Closed tendersoft-mjb closed 4 years ago
There have been a few complaints about this field. We have removed it from all of the time series data, due to its misleading and possibly inaccurate values. Sorry for the confusion.
Guys, you just inserted a new sheet "Announcement" to the google spreadsheet. That effectively breaks any algorithm trying to parse the datetime information from such a sheet name. PLEASE: If you want to convey some new information via the spreadsheet, then do place it in some unused location i.e. previously empty column! Thank you.
@CSSEGISandData IMHO removing the column completely is the worst possible solution, because
For example, with the date of patient 0 in each area we could track the growth rate of local epicemic - see below: Note: China is on the right Y-axis, all other on the left Y-axis.
Sure, there are errors in the data like date of first reported case is later than the earliest date from daily updates, hence the -1 on X-axis. Still, it's very useful to know if local epidemics are progressing slower or faster than the main one.
The 'First confirmed date in province/country' column is useful especially for Chinese data, where we do not have the daily updates for at least 18 days after patient 0 was diagnosed.
I encourage you to add this column back. However, to keep the shape of the data from changing again you could add another spreadsheet/CSV with just the following data:
Province/State | Country/Region | First confirmed date in province/country | First confirmed date in country | Lat | Long |
---|---|---|---|---|---|
Anhui | Mainland China | 22.01.2020 | 03.01.2020 | 31,82571 | 117,2264 |
Beijing | Mainland China | 21.01.2020 | 03.01.2020 | 40,18238 | 116,4142 |
Zhejiang | Mainland China | 21.01.2020 | 03.01.2020 | 29,18251 | 120,0985 |
Thailand | 21.01.2020 | 21.01.2020 | 13,7563 | 100,5018 | |
Japan | 21.01.2020 | 21.01.2020 | 35,6762 | 139,6503 |
This worksheet would be mostly static. Changing only if and when a new area gets infected. All other worksheets/CSVs could be updated almost independently from this one.

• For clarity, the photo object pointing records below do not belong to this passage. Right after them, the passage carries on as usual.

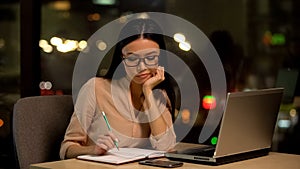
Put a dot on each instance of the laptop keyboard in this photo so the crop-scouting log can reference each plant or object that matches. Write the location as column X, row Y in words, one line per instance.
column 200, row 151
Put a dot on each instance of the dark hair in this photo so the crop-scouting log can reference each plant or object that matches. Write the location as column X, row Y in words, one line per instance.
column 133, row 30
column 147, row 29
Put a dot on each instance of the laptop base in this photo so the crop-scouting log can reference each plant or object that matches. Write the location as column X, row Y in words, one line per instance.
column 219, row 160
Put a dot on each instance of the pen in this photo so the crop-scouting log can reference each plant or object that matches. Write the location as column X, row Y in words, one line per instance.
column 109, row 128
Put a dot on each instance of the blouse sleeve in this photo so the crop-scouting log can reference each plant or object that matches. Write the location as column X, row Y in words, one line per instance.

A column in the time_series_2019-ncov-Confirmed.csv used to be named 'First confirmed date in country (est.)' but now is 'First confirmed date in country' - this small change brakes all the downstream analytics.
Besides, the column name is misleading since it contains dates of first confirmed cases in either state/province or in country - depending on which is the smaller administrative unit.
There could be 2 columns:
The 1st one showing data from former/current column 'First confirmed date in country (est.)'/'First confirmed date in country'.
The 2nd one showing actual first date for the country as a whole. The column is not strictly necessary since people who need it, will add it on their side, but it would preserve backward compatibility with existing analytical solutions.
Either way kindly please keep the names and data consistent because it causes errors and confusion in the analytic pipeline down the line.